Nabil is doing what it can to accommodate these families. “We have enough food for those already here: oil, lentils, beans, canned goods, tea, sugar. About two days left. But this is not enough for those who still come,” he says, running between the kitchen and provided the newcomers rooms. Nabil — deacon. Everywhere he goes, armed with a pen, calms people (“Thank God you’re here, alive and healthy”), finds toys for children who are bored in a large yard. “We first take them here, provide them food and shelter for the night, and then we register them together with the authorities put them in accommodation centres,” he explains, handing the form to the man who wants to register.

“No future”

Nearby, authorities requisitioned the youth center for dozens of families are talking in the shade overlooking the Suez canal garden. Adil Shukri sitting under a tree. This French teacher from El-Arish came up for the weekend with his wife and two young children. “ISIS is killing people everywhere, in shops, on streets, in homes. They kill and burn us. How can we live on? We for four years have to deal with it, but a week ago the situation has worsened. Unbearable. To solve the problem should be the government, and not we,” he gets excited, waving his arms.

This time we fit a woman in a long white sweater. She has something to say, although her eyes visible so very tired. On a chain around her neck hangs a silver cross. Name Halim for about 30 years. Like everyone else, she had to flee from El-Arish. “We, as Christians have no rights in the Sinai. We have many years of dealing with oppression, killings, abductions and threats. And the authorities do nothing. Our children do not go to school, they have no future. The Islamists are demanding that bus drivers did not carry the Christians, and the gas tank did not sell us gasoline. All who have relations with us, could face the death penalty. They distribute leaflets, to isolate us from the rest of the population. Our life turned into hell.” In her hands a small bag, in it all that she was able to take with them before leaving.

In the distance are seen the shores of the Sinai desert wind blown sand dunes. Is heard the whistle of a container ship that goes through the channel along the poor of the region, which soon may not be Christians. The Copts settled there since the 1980s, when Israel returned the land to Egypt under the peace agreement of 1979. We know little about the situation in Northern Sinai, which is under military administration after the intensification of military operations against the jihadists in 2013. Freedom of speech is not there, and the press are allowed to print only messages about the victories of the defense Ministry, if she doesn’t want to face accusations of collusion with the enemy. The war has claimed hundreds of lives among the military and civilians in all regions.

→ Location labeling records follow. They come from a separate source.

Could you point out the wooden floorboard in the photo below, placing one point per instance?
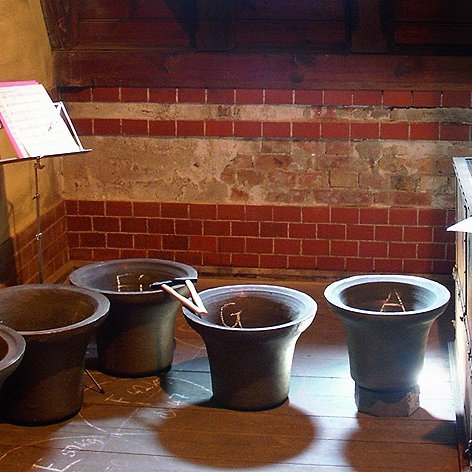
(172, 424)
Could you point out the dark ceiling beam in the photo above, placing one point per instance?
(61, 19)
(260, 70)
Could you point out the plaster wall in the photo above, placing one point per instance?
(26, 55)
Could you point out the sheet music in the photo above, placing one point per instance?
(32, 121)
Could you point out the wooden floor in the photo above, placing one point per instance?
(171, 423)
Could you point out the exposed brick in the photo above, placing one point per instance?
(431, 250)
(152, 209)
(106, 223)
(388, 233)
(440, 234)
(134, 127)
(432, 216)
(83, 126)
(133, 94)
(79, 223)
(230, 212)
(174, 242)
(301, 262)
(231, 244)
(189, 227)
(160, 225)
(389, 266)
(147, 241)
(271, 129)
(80, 254)
(218, 259)
(163, 95)
(373, 215)
(106, 94)
(316, 214)
(274, 230)
(119, 240)
(426, 98)
(424, 131)
(287, 213)
(344, 215)
(287, 246)
(245, 260)
(217, 228)
(202, 211)
(367, 97)
(259, 213)
(191, 95)
(133, 225)
(175, 210)
(203, 243)
(334, 130)
(309, 97)
(301, 230)
(397, 98)
(401, 250)
(89, 207)
(106, 126)
(76, 94)
(356, 264)
(92, 240)
(162, 128)
(245, 228)
(403, 216)
(457, 98)
(331, 231)
(248, 129)
(420, 234)
(443, 267)
(365, 130)
(220, 96)
(118, 208)
(306, 130)
(330, 263)
(453, 132)
(218, 128)
(394, 130)
(273, 261)
(315, 247)
(190, 128)
(344, 248)
(337, 97)
(260, 245)
(360, 232)
(249, 96)
(417, 266)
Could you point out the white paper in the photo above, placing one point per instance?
(33, 122)
(464, 226)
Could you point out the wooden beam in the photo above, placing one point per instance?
(260, 70)
(215, 29)
(371, 23)
(61, 18)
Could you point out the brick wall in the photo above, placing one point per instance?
(296, 179)
(19, 254)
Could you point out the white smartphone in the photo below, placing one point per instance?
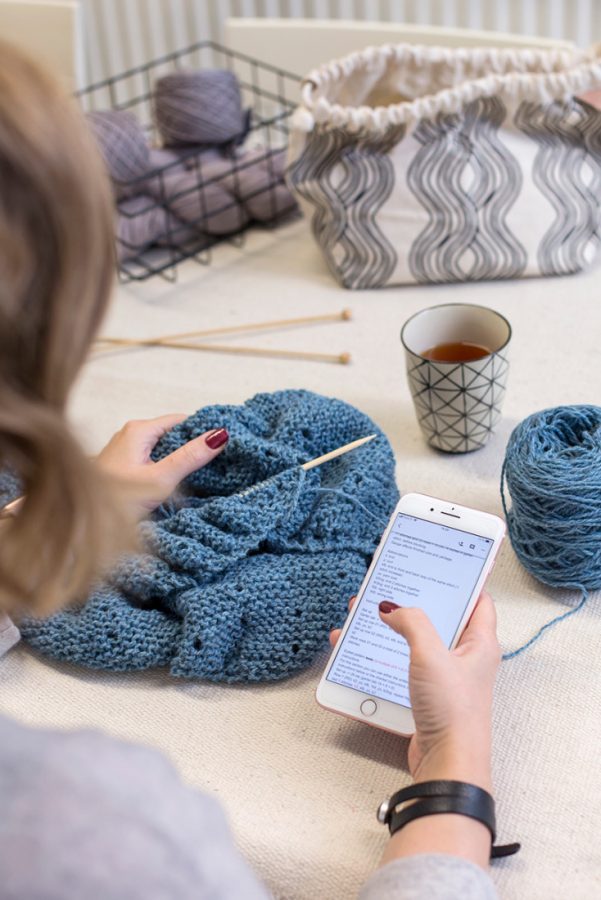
(435, 555)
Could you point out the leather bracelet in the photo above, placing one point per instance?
(438, 797)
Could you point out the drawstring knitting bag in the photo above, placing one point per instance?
(244, 574)
(432, 164)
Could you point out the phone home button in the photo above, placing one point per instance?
(368, 707)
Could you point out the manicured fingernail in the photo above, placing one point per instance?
(217, 438)
(387, 606)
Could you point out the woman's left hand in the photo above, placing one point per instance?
(126, 458)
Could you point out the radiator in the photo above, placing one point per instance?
(119, 34)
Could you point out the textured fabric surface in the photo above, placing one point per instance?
(114, 820)
(108, 820)
(450, 165)
(253, 565)
(432, 876)
(300, 785)
(9, 634)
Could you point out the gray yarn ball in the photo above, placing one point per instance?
(142, 223)
(211, 208)
(199, 107)
(261, 189)
(123, 146)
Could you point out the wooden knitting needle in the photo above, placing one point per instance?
(339, 452)
(344, 316)
(341, 358)
(11, 508)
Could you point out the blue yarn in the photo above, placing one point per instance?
(248, 570)
(552, 471)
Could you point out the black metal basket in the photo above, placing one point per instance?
(267, 93)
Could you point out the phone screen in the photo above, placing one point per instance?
(435, 567)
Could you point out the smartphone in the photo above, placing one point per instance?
(435, 555)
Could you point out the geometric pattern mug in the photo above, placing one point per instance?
(457, 403)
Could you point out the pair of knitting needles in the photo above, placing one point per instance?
(184, 340)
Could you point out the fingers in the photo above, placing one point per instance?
(414, 625)
(336, 632)
(192, 456)
(484, 616)
(482, 626)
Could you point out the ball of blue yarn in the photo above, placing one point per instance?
(552, 471)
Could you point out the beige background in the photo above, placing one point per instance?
(301, 785)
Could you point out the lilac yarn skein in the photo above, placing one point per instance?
(123, 146)
(199, 107)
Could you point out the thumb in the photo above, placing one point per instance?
(414, 625)
(192, 456)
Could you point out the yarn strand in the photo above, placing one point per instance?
(511, 654)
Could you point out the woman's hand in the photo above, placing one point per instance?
(126, 458)
(451, 699)
(451, 693)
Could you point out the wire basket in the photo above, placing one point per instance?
(222, 190)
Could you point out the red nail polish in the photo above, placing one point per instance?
(387, 606)
(217, 438)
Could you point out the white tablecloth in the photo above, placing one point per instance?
(300, 784)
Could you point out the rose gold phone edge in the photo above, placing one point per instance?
(497, 539)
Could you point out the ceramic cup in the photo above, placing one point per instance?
(457, 403)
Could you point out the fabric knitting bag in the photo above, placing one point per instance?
(429, 164)
(244, 574)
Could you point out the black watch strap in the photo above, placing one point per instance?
(438, 797)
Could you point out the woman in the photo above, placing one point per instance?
(84, 816)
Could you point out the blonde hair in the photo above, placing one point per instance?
(56, 271)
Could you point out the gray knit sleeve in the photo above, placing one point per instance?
(105, 819)
(429, 876)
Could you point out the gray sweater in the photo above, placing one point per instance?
(85, 816)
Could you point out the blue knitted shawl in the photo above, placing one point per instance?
(246, 571)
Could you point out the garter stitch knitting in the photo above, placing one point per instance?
(247, 571)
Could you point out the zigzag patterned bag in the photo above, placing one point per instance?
(428, 164)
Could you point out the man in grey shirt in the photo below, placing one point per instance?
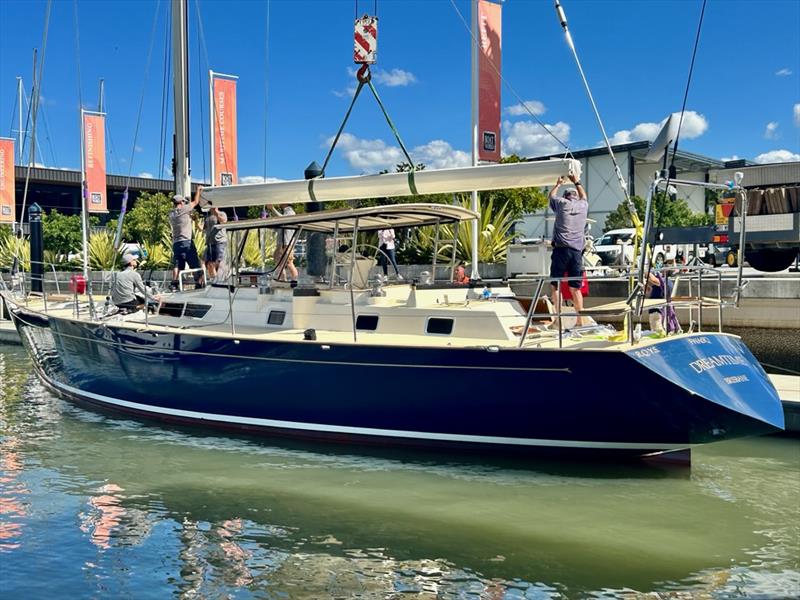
(127, 288)
(183, 248)
(216, 239)
(569, 238)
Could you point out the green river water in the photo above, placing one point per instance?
(95, 506)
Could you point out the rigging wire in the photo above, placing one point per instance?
(672, 171)
(162, 143)
(510, 87)
(34, 106)
(78, 56)
(47, 136)
(37, 146)
(200, 88)
(144, 87)
(13, 114)
(266, 88)
(213, 108)
(30, 107)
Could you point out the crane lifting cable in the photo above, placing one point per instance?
(365, 54)
(637, 223)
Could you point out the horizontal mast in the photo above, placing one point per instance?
(392, 185)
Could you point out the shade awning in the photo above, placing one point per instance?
(393, 185)
(369, 218)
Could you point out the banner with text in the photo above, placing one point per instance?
(7, 199)
(490, 35)
(94, 156)
(224, 168)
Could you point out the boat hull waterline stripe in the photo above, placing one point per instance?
(365, 431)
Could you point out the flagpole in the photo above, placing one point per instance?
(84, 198)
(474, 204)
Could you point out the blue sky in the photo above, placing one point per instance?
(745, 93)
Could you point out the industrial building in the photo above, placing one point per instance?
(605, 195)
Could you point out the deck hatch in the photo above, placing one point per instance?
(276, 317)
(367, 322)
(439, 326)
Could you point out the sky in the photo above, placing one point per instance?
(296, 77)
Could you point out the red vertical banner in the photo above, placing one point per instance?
(94, 161)
(490, 36)
(7, 200)
(224, 167)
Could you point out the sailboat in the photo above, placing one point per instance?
(426, 363)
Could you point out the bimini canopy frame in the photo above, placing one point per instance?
(369, 218)
(392, 185)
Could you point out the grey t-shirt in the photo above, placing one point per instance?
(125, 285)
(570, 222)
(181, 221)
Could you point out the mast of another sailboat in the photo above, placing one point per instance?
(474, 204)
(180, 70)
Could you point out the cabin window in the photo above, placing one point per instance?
(196, 311)
(276, 317)
(367, 322)
(439, 326)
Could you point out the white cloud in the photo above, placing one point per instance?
(526, 138)
(771, 131)
(394, 78)
(439, 154)
(258, 179)
(376, 155)
(534, 106)
(777, 156)
(694, 125)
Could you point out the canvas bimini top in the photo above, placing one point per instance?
(368, 218)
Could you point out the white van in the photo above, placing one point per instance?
(615, 248)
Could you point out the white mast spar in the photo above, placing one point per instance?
(180, 69)
(474, 80)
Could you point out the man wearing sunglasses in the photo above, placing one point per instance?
(571, 210)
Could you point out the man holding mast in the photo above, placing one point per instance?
(569, 238)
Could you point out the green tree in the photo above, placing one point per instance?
(666, 213)
(517, 201)
(148, 220)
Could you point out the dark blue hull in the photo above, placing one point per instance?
(471, 397)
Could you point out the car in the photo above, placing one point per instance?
(615, 247)
(718, 255)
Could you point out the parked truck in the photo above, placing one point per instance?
(772, 236)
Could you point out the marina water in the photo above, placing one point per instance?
(99, 506)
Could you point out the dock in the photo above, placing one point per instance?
(8, 333)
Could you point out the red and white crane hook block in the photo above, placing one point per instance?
(366, 41)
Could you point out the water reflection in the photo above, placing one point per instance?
(131, 509)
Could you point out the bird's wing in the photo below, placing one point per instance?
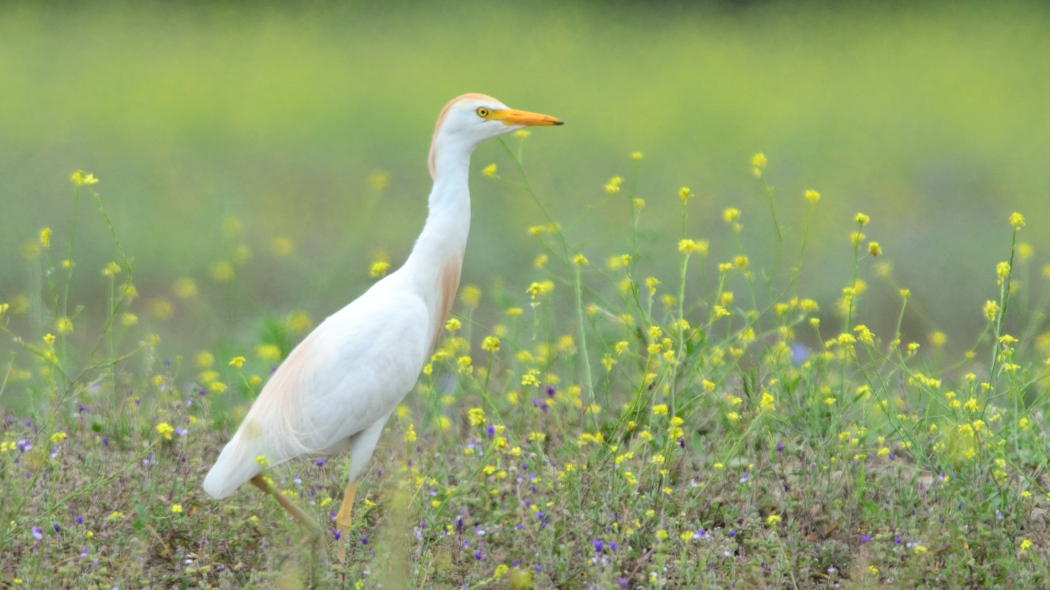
(354, 369)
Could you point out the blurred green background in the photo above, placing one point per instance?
(932, 119)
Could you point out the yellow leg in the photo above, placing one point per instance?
(316, 532)
(342, 519)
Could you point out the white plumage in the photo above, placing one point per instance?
(336, 390)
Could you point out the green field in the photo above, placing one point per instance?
(734, 417)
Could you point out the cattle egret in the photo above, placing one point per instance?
(336, 390)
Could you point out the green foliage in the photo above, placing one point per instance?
(608, 425)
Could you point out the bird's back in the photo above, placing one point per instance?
(350, 372)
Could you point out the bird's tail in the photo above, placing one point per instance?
(235, 465)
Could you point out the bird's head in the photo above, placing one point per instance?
(470, 119)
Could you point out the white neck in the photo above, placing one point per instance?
(436, 259)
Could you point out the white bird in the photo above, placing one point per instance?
(336, 390)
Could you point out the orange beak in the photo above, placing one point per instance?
(510, 117)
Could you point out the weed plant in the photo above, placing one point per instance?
(605, 428)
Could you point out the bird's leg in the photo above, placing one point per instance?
(342, 519)
(316, 532)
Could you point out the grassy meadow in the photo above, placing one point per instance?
(768, 312)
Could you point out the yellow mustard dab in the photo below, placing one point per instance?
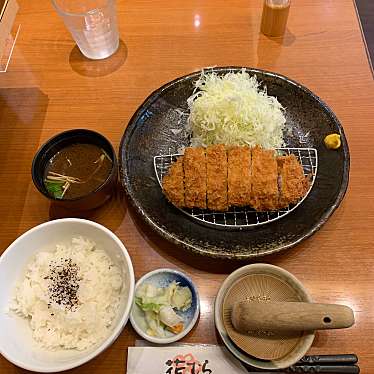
(332, 141)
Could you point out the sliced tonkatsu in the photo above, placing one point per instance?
(238, 176)
(217, 178)
(216, 172)
(264, 175)
(194, 165)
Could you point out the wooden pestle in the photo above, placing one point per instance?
(289, 316)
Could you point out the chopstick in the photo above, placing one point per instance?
(349, 369)
(338, 364)
(345, 359)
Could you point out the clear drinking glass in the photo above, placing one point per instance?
(93, 25)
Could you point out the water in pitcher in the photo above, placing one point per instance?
(99, 37)
(93, 25)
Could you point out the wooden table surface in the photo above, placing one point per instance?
(50, 87)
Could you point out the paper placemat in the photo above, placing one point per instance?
(186, 359)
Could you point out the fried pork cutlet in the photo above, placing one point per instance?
(194, 165)
(173, 183)
(216, 171)
(293, 185)
(238, 176)
(264, 176)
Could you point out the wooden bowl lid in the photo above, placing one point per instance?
(261, 288)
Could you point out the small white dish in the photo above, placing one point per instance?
(162, 278)
(16, 341)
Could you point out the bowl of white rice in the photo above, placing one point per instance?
(67, 288)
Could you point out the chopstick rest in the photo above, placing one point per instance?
(343, 359)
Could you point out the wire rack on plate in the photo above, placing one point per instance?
(243, 217)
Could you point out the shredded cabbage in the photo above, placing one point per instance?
(233, 110)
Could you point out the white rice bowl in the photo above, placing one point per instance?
(17, 343)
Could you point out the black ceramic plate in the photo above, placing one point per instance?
(157, 128)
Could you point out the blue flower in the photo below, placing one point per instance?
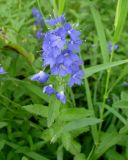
(38, 17)
(40, 77)
(116, 46)
(60, 96)
(60, 69)
(48, 89)
(39, 35)
(54, 21)
(76, 78)
(2, 71)
(74, 45)
(74, 34)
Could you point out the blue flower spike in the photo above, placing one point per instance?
(48, 90)
(60, 49)
(41, 77)
(61, 97)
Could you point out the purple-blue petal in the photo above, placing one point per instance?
(61, 97)
(2, 71)
(48, 90)
(40, 77)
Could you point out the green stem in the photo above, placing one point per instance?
(90, 106)
(106, 89)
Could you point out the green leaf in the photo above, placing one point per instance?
(120, 18)
(101, 34)
(76, 124)
(112, 155)
(69, 114)
(71, 145)
(107, 140)
(37, 109)
(35, 89)
(92, 70)
(53, 110)
(115, 113)
(122, 104)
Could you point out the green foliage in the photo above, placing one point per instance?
(93, 124)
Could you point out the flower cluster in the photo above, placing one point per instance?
(60, 47)
(2, 71)
(116, 46)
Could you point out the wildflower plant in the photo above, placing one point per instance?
(60, 49)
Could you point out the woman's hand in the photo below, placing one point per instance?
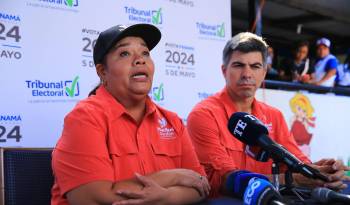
(189, 178)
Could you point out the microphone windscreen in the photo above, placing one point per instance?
(246, 127)
(242, 181)
(260, 192)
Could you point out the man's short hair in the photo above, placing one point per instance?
(245, 42)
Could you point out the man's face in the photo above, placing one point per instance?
(302, 53)
(244, 74)
(322, 51)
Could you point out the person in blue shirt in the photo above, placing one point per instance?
(326, 65)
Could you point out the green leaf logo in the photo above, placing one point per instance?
(157, 16)
(70, 90)
(221, 30)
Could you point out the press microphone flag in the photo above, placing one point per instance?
(251, 131)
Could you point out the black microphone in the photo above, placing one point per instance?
(251, 131)
(257, 153)
(325, 195)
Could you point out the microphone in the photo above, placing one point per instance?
(237, 182)
(261, 192)
(251, 131)
(325, 195)
(257, 153)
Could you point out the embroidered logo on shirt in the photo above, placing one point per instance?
(164, 131)
(162, 122)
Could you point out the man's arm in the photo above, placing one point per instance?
(154, 187)
(205, 133)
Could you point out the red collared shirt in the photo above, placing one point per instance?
(218, 151)
(101, 141)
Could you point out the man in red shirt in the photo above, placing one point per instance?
(244, 69)
(117, 146)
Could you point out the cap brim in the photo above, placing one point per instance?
(149, 33)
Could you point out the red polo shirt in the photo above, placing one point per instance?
(218, 151)
(100, 141)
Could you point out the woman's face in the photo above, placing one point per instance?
(128, 70)
(300, 112)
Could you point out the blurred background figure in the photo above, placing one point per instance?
(326, 64)
(302, 120)
(299, 68)
(343, 77)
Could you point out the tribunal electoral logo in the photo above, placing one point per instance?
(142, 15)
(53, 91)
(64, 5)
(211, 31)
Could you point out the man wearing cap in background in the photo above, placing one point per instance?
(326, 65)
(119, 147)
(223, 156)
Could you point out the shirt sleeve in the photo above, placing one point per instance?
(81, 155)
(189, 158)
(287, 140)
(204, 134)
(331, 64)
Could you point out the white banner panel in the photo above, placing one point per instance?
(46, 61)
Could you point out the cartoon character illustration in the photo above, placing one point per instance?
(303, 119)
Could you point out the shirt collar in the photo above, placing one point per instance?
(115, 107)
(230, 106)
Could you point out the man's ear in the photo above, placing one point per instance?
(101, 71)
(265, 71)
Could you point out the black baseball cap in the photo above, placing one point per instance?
(108, 38)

Cairo University Professor Victor Salama sees nothing unexpected in the strengthening of aggression against the Copts: “ISIS uses the problems of Egyptian society, to set people against each other. The events at Sinai speaks about the strong tensions between the religious communities, which is not so very different from the situation in Upper Egypt, where these communities are regularly at each other’s throats. And every time it ends the outcome of the Coptic families.”